めまい経験者のめまい専門医・新井基洋先生に聞く Vol.1 高齢者に多い、フレイルを合併しためまいとの付き合い方
日本人の約2割が、めまいの症状を抱えているといわれます1)。しかし、「めまい」と、ひとくちに言っても、ふわふわした浮遊感を覚えることもあれば、グルグルと目が回るような感覚があったり、少し休めば治るものから、立っていられなくなったりするようなものまで、症状も強さもさまざまです。めまいの治療に長年携わっている、横浜市立みなと赤十字病院 めまい・平衡神経科部長の新井基洋先生は、めまいで悩む人が昨今増加していると語ります。
Vol.1では新井先生に、主に高齢者に多い、フレイル(虚弱)を合併しためまいを和らげる方法や、漢方薬の上手な使い方について伺いました。
65歳以上の3割超に「めまいの症状あり」
――そもそも「めまい」とは、どのような症状が起こることをいうのでしょうか。
新井:主なめまい症状の分類として、回転性めまい、浮動性めまいがありますが、バラニー学会(Barany Society)という世界的なめまいの学会が近年、体が安定しない状態を意味する不安定めまいを3つ目に分類しました。それぞれ具体的な症状を説明します。
回転性めまいは、遊園地のコーヒーカップに乗ったときのような、ぐるぐる回る感覚が続きます。

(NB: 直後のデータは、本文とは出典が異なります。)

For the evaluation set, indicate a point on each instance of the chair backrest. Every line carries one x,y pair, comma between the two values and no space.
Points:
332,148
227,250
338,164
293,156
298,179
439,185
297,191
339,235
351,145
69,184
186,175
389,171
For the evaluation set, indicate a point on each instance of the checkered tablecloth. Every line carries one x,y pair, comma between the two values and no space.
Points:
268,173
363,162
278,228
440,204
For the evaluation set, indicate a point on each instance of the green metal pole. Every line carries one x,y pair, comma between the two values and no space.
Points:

忙しい状況を「目が回るような忙しさだ!」と例える慣用句がありますが、まさに忙しい日々が続くと、この回転性めまいが起こることがあります。浮動性めまいは、ふわふわとした感覚に襲われることが多いです。3つ目の、体のバランスが不安定になることによるめまいは、加齢などの影響による、耳の三半規管の隣にある耳石器(じせきき)というバランス感覚をつかさどる器官を中心とする平衡感覚の衰え、さらに視覚、筋力低下や骨、関節、神経の全身の変化で生じる体のふらつきによるものです。当院にも、「立ったり歩いたりすると、ふらついてゆれて大変」という人が大勢いらっしゃいます。近年、これらを指すものとして「加齢性めまい」2)と「高齢者の平衡障害」という概念が提唱されています。

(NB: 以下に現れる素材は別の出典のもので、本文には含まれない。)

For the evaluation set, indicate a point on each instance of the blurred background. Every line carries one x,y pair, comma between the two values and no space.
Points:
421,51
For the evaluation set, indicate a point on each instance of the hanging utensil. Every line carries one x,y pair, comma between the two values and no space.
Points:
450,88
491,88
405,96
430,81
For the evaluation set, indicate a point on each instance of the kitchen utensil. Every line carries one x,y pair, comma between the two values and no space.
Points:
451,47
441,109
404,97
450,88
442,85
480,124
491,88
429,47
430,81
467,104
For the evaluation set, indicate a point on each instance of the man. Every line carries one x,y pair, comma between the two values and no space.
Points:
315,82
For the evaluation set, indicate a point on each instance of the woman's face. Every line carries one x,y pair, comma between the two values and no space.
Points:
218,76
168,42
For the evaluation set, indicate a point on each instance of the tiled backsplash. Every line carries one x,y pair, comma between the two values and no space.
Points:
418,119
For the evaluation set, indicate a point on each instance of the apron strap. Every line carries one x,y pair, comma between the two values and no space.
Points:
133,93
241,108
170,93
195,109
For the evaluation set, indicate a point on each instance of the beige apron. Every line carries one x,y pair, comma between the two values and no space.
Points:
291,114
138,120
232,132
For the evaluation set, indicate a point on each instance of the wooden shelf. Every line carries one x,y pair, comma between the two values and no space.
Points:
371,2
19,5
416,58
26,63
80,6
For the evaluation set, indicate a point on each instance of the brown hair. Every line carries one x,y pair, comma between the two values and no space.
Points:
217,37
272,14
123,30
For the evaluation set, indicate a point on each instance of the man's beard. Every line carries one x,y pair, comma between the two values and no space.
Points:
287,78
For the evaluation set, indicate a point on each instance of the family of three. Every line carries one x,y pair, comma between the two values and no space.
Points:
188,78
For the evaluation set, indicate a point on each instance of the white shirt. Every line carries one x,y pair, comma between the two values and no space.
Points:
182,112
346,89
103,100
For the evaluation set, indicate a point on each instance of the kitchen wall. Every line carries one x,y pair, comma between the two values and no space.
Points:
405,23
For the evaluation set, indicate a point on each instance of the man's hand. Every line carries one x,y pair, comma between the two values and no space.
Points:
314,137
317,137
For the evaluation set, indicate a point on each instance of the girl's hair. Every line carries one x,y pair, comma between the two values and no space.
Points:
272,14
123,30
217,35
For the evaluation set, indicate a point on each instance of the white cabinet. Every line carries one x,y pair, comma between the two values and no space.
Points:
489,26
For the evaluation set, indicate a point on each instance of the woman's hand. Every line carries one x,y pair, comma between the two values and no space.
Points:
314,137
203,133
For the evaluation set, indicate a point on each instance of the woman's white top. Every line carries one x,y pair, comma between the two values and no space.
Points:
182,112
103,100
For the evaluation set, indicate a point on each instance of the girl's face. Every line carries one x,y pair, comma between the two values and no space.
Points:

――厚生労働省が行った「令和元(2019)年 国民生活基礎調査」でも、65歳以上の31.3%が、めまいの症状を訴えています1)。そして先生がおっしゃったように、男女比についても、めまいの症状があるとする65歳以上の男性が22.7%なのに対し、女性は38.4%と、1.7倍近い差があります。
新井:当院のめまい・平衡神経科に通院されている患者さんの平均年齢も65歳です。年々少しずつ上がっていて、今は80歳代、90歳代の患者さんも珍しくありません。もちろん若い人もいらっしゃいますが、多いのは65歳以上で、やはり女性のほうが多いです。当院では、女性の患者さんが男性の約2.5倍いらっしゃいます。
――圧倒的に女性のほうが多いですね。そこにはどんな原因があると、先生はお考えですか。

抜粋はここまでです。